DOA: The classical music or the ‘band’ music, which one means more and why?

MM: If you are referring to the music on Isolation as classical music, then thank you.  That is a very nice compliment. And by the band music, I’m assuming you’re referring to my band, Saeta, or at least the style of song I write in Saeta. So I’ll answer the question from that perspective. I like to think that I am always making meaningful music. It’s at least meaningful to me. Whether I am telling stories using lyrics or by trying to convey a story through instrumental music, I feel that there is always an emotion and message there. Neither one means more or less to me. I honestly see them as the same things.

DOA: When making music, do you draw from composers like Mozart or Brahms or do you feel more of a connection towards the 20th century side of music?

MM: I have to confess that I don’t have a huge knowledge of classical music. I could probably hold my own in a conversation, but a lot of it doesn’t really speak to me. The composers that I really enjoy are Arvo Part, Astor Piazzollo, Debussy, Ravel and Erik Satie. I do love Pablo Casals’ performance of the Bach cello suites and I have been listening to Jacqueline DuPre performing Elgar’s Enigma variations a lot recently. I don’t really go for the musique concrete stuff or the twelve tone pieces so much. I like beauty and those things aren’t very beautiful to me. I know they are to some people and I certainly am not condemning them, they’re just not for me.

DOA: How much do you attest your own love for films in connection with the love for your music?

MM: Music is my first and true love. It is always with me and it has always stayed by my side when everything else has deserted me. I really enjoy film and appreciate its ability to encompass you and take you away for awhile. It’s a really powerful medium – utilizing both your visual and auditory senses. I like being able to contribute to that world with music. It’s always so satisfying adding music to film that has no music and seeing how it brings things to life and helps accent the emotions of the scene.
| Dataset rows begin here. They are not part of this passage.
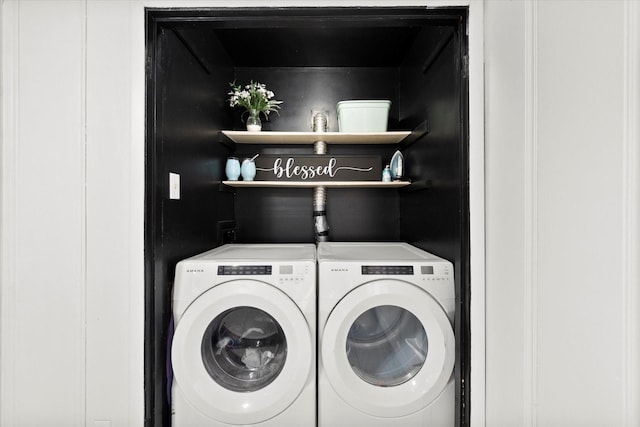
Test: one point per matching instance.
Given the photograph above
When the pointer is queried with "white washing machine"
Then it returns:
(386, 343)
(243, 350)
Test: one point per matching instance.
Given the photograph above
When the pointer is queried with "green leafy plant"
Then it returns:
(255, 98)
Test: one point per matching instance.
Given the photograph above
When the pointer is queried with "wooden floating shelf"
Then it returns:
(312, 184)
(273, 137)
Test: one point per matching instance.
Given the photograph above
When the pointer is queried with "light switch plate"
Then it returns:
(174, 186)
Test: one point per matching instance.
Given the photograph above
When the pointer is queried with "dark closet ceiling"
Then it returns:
(316, 37)
(315, 46)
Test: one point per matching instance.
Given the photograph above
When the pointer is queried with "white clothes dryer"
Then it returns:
(386, 343)
(243, 350)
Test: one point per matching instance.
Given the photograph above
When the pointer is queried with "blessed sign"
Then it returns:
(318, 168)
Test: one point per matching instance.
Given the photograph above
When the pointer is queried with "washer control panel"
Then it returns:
(284, 273)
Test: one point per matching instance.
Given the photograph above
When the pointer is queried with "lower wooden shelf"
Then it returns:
(311, 184)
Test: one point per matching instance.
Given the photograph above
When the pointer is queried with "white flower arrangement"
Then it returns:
(255, 98)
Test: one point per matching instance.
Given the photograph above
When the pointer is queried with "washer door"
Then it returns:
(388, 348)
(242, 352)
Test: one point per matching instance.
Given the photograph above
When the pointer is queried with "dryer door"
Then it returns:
(388, 348)
(242, 352)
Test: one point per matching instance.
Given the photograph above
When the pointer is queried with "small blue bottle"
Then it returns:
(232, 169)
(386, 174)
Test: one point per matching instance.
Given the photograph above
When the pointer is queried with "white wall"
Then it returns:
(562, 161)
(561, 212)
(72, 214)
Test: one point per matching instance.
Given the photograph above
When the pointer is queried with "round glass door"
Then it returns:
(244, 349)
(386, 346)
(242, 352)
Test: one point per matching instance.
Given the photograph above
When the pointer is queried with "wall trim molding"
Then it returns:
(10, 72)
(631, 215)
(530, 262)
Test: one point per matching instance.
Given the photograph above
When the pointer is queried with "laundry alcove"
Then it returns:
(311, 58)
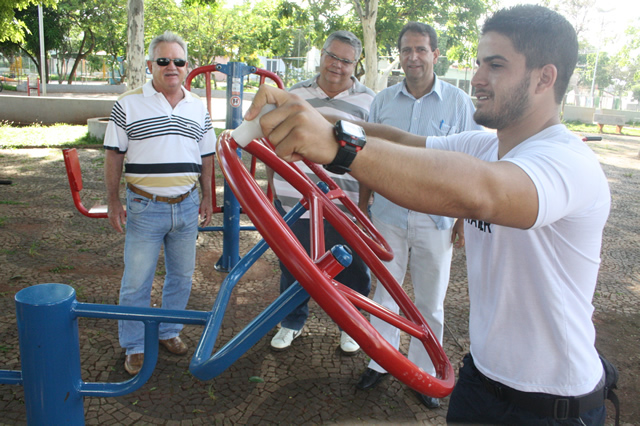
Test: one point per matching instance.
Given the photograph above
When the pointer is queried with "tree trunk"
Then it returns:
(135, 51)
(368, 12)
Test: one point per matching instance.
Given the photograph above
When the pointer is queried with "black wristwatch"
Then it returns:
(351, 139)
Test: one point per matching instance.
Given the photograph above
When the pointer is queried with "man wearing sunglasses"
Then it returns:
(165, 134)
(424, 105)
(333, 91)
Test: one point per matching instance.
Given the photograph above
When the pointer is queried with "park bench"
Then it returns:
(609, 119)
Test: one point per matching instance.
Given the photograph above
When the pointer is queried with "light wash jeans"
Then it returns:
(150, 225)
(428, 250)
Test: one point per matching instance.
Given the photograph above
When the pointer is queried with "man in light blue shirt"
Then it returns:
(424, 105)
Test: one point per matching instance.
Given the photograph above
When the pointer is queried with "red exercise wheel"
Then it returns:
(339, 301)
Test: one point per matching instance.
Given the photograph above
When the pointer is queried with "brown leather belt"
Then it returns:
(169, 200)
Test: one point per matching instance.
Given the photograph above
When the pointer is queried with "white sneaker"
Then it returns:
(348, 345)
(283, 338)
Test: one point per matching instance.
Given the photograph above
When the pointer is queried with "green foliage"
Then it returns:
(454, 20)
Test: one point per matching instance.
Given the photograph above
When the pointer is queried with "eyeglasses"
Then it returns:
(335, 58)
(163, 62)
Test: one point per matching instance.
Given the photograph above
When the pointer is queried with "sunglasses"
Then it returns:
(163, 62)
(336, 58)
DOA: Are you working on scoring any other films?

MM: Right now, the main thing I am focusing on is Vinca Minor. This is what’s important to me and what matters. That said, I am contributing some music to a local independent film. I’m not scoring it, though. The director decided to have several different artists contribute to the soundtrack. It’s very different from how I normally work, but I like new things, so I’m looking forward to it. I am also preparing to start work on a dance piece with a Seattle dancer. This will be my first piece for dance, so I am looking forward to this as well.

DOA: Do you have plans to return to a full-fledged band?

MM: Vinca Minor is kind of turning into a “band”. For the live performances, I have a keyboardist, Juliana Brandon, and an accordion player, Marchette Dubois. As far as something else, I’m not really sure. I never rule any possibility out.

Last year began really difficult for me and I basically lost almost every friend I had – due to a number of reasons. Get ready for the sob story. I actually tried to start bands or collaborations with various people around town and no one was interested. I have really bad depression and this only proved to exacerbate the situation. Because of this, I decided to work by myself in my home studio. Things improved by the end of the year and I had a new album that Kramer had agreed to release on his Second Shimmy label. This year I decided that I wasn’t going to try to keep holding onto relationships where I was the only one keeping the relationship alive, which has been helpful for me as it puts me a bit more in control. However, I am still very distrustful of people, which is sad to me because I love people and try to see the good in them. It’s just sad that we have to hurt each other so much.

All of that said, I have the next Vinca Minor project decided and I have begun studies for it. It’s a very large undertaking for me and I can only hope that I will be able to accomplish what I have set out to do.